The Pot-Banging Protest of January 2012 / Jorge Luis García Pérez Antunez

Wilman Villar Mendoza, killed by the Castro dictatorship January 19, 2012.

In January, the first month of 2012, the Cuban internal resistance was the scene of two major events which, for their impact and significance, are milestones and mark the Cuban nation. On January 19, 2012 the death of political prisoner Wilman Villar Mendoza was announced, a young Christian Baptist who had spent more than fifty days dying on hunger strike, in which he demanded fair and transparent criminal proceedings, with promise of an adequate his defense.

Villar Mendoza had been arrested, along with other members of the Patriotic Union of Cuba, when they carried out a resounding and peaceful protest in Santiago municipality of Boatswain. The political police, true to their cruel and false nature, planned a future attempt to prosecute him for alleged crimes of which he had already been legally exonerated, and Wilman Villar met his cruel death after a painful agony where the silence, indifference, complicity and torture put paid to his young, dignified existence.

But days later his brothers in the internal resistance from one end of the country to the other, united in an unprecedented move. In hundreds and hundreds of Cuban homes, thousands and thousands of compatriots joined in a national cacerolazo — a pounding on pots and pans — to condemn the crime and the crude smear campaign launched by a cowardly government’s press releases against the memory of this young man who had much more courage than his executioners, to meet the challenges from a position of strength, against those who led him to prison unjustly.
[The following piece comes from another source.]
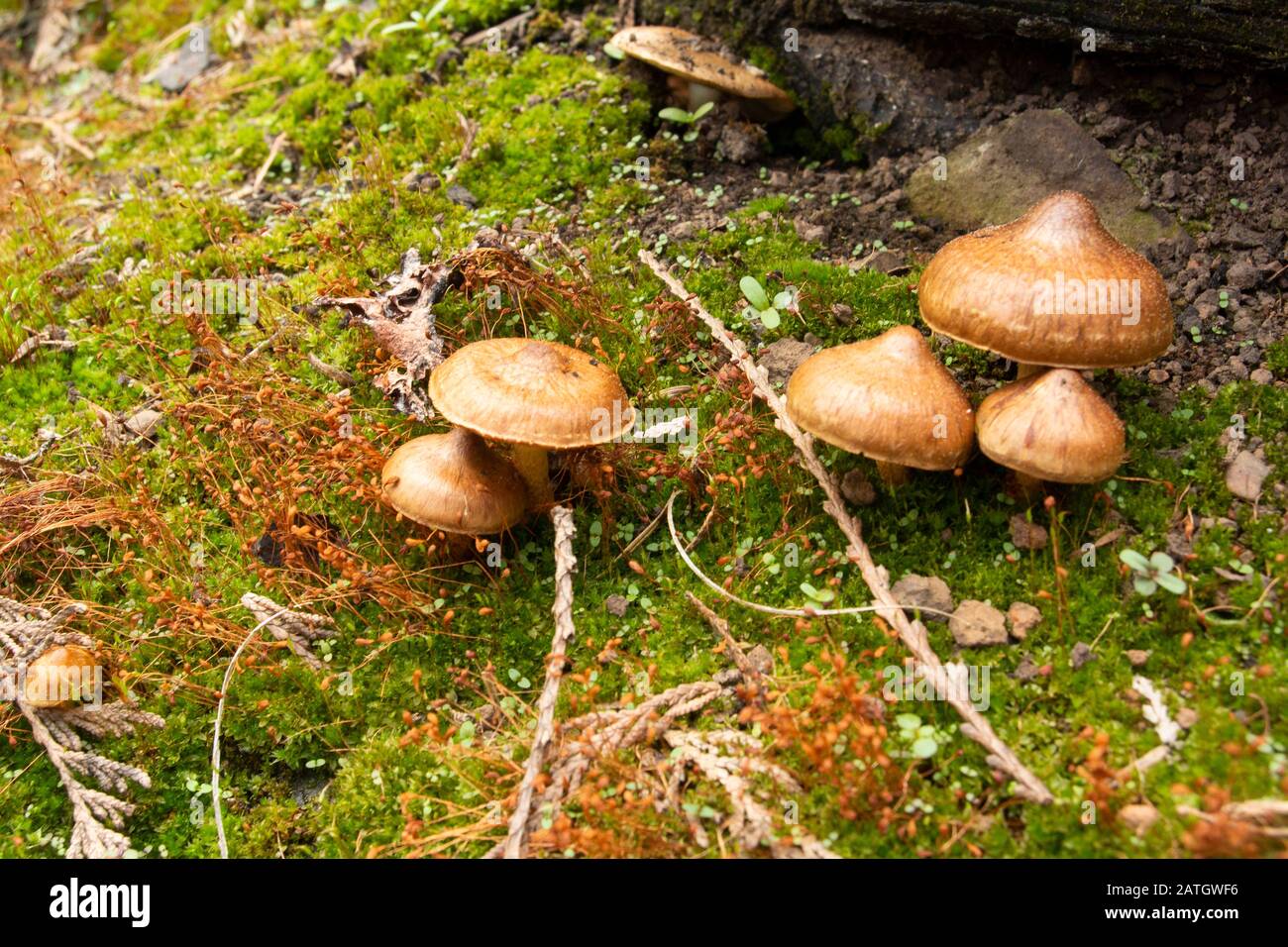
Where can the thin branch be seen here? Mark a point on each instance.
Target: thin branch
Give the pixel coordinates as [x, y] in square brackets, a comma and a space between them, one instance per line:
[912, 633]
[565, 630]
The regime and its enforcers of its flamboyant military deployment, arrests, and persecutions could do nothing to avoid the pot-banging, women, adolescents and almost children, men and women and all the people of the village who do not belong to the opposition as such, joined the cacerolazo. The cacerolazo this Jan. 24, Day of Resistance, its connotation and national and international impact tells us how much progress has been made by Cuba’s opposition, far-reaching in will and consensus, as is embodied in the spirit of unity in action and we announced that this could represent the year that has just begun in the fight for the freedom of the motherland. These are the facts, the rest is up to us.